Problem received:
The Client of a Data Centre developer requested Frans Taljaard from TDS to assess the General Contractor’s Cost submission for Prolongation. The Contractor gave an exuberant amount bases on the Bill of quantities and Rates for Dayworks, out of the Contract.

The Process and Solution:
TDS inspected the submitted costs from the Contractor. The issue with the Cost was that the Contractor,

i. Use Cost for the last 45 days of the Contract, rather than in the middle of the Contractor when the Delay occurred.

ii. The Contractor used rates in the Bill of Quantities, rather than actual Costs occurred as per the SCL protocols (and other widely used delay cost methodologies).

iii. The use of Dayworks rates for items conflicts with the principle to use actual Cost and also include a rate for preliminary and general cost. Only time related Prelimn Cost can be claimed.

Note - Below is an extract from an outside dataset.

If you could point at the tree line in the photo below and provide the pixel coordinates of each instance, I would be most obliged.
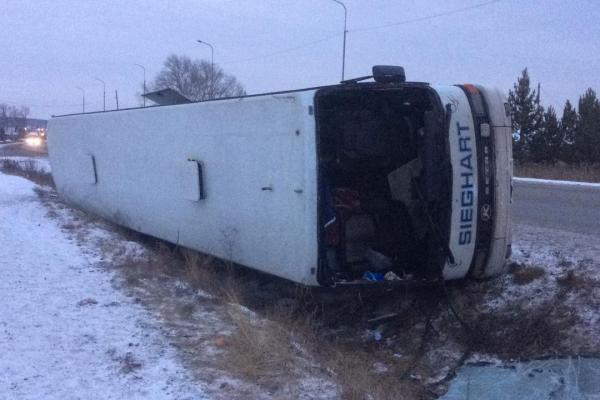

TDS contacted the Quantity Surveyor from the Contract and provided it with easy to follow schedules of all the costs that can be claimed for Prolongation. This structured the response and assured the Client that the correct procedures are followed.

The Benefit:
The Contractor accepted the help and provided the substantiation required. The Client saved a lot of money and was excellent surprised by how the Contractor and the Claims Consultant worked together in harmony. The Contractor claimed correctly for its Prelimns, Labour, Head office overhead and other relevant prolongation Costs.